The potential benefit of combining ERT with suppression of either glycogen synthesis or autophagy depends upon the balance between alleviating the symptoms of Pompe disease by reducing glycogen accumulation and risking the creation of new underlying conditions—a deficiency of glycogen synthase or a deficiency of autophagy in skeletal muscle. The risk of creating glycogen synthase deficiency is discussed in Douillard-Guilloux et al.53
As for the suppression of autophagy, we and others did not observe any gross phenotypical abnormalities in muscle-specific, autophagy-deficient, wild-type mice.28,54
However, the impairment of autophagy has been shown to lead to the accumulation of dysfunctional mitochondria and oxidative stress,54
as well as to muscle atrophy and an age-dependent decrease in force in gastrocnemius muscle.28
The relatively mild negative effects of inactivation of autophagy that we observe in normal skeletal muscle pale by comparison to the benefits this approach provides in Pompe skeletal muscle. The experiments reported here, we believe, are the first successful attempt to use suppression of autophagy to return cells towards a near normal state.

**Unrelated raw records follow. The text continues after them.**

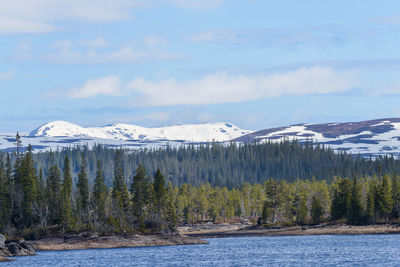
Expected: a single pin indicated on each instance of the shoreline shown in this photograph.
(94, 241)
(248, 231)
(76, 242)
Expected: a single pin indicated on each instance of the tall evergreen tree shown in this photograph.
(99, 194)
(29, 183)
(120, 191)
(341, 201)
(140, 193)
(356, 209)
(316, 210)
(395, 196)
(82, 187)
(53, 191)
(371, 200)
(385, 197)
(66, 194)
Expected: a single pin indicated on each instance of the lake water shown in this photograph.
(328, 250)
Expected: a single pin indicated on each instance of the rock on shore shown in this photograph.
(15, 248)
(93, 241)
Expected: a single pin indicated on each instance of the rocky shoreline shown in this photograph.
(90, 241)
(94, 241)
(338, 229)
(15, 248)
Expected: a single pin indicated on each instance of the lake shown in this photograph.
(327, 250)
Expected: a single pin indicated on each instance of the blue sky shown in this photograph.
(254, 63)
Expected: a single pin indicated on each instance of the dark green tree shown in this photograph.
(316, 210)
(82, 187)
(120, 192)
(356, 209)
(140, 193)
(385, 198)
(99, 194)
(159, 191)
(66, 194)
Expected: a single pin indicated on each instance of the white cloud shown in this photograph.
(154, 41)
(96, 42)
(198, 4)
(39, 16)
(68, 54)
(224, 88)
(6, 75)
(16, 25)
(109, 85)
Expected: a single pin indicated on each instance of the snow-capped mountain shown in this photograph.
(374, 137)
(381, 136)
(205, 132)
(59, 134)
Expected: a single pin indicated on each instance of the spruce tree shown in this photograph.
(120, 192)
(356, 209)
(140, 193)
(395, 196)
(159, 192)
(385, 197)
(53, 192)
(371, 200)
(29, 183)
(171, 210)
(82, 187)
(66, 194)
(302, 212)
(99, 194)
(316, 210)
(3, 193)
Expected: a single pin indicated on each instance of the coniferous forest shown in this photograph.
(120, 191)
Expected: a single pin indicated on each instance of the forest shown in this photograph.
(63, 191)
(226, 165)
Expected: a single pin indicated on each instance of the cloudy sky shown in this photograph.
(255, 63)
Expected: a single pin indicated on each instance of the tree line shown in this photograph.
(38, 195)
(227, 165)
(31, 200)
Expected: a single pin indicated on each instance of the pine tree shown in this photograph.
(371, 199)
(159, 191)
(29, 183)
(140, 193)
(171, 210)
(395, 196)
(82, 187)
(66, 194)
(120, 191)
(3, 193)
(302, 212)
(356, 209)
(341, 200)
(385, 198)
(316, 210)
(99, 194)
(53, 191)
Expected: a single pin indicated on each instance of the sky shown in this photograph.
(255, 63)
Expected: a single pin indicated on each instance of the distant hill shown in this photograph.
(375, 137)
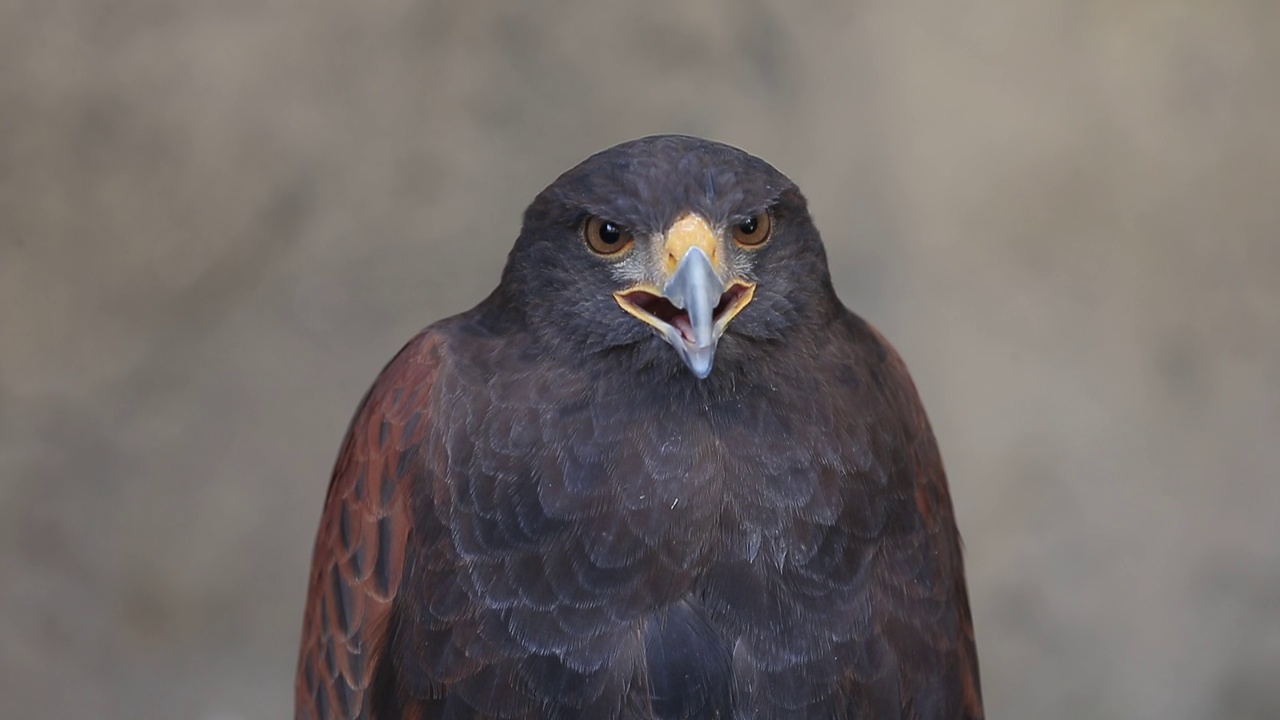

Bringing the observations reported here to patients with Pompe disease will require developing new approaches that permit a controllable suppression of autophagy directed to skeletal muscle. Oligonucleotides such as shRNA and morpholinos given locally or systemically and pharmaceuticals targeted to the autophagic pathway are sensible ways to consider.
The disturbances of autophagy are involved in the pathogenesis of other lysosomal storage diseases and in other families of diseases and in each, the disturbance is different;10,14
like Tolstoy's unhappy families, each is unhappy in its own way.55
Up to the present, however, the approaches to therapy—primarily in neurodegenerative diseases56
and drug-resistant malignancies57
—have relied on a limited number of chemicals, established drugs and genes. The promising results so far point to the need for new, more precise and more practical methods of autophagy modulation.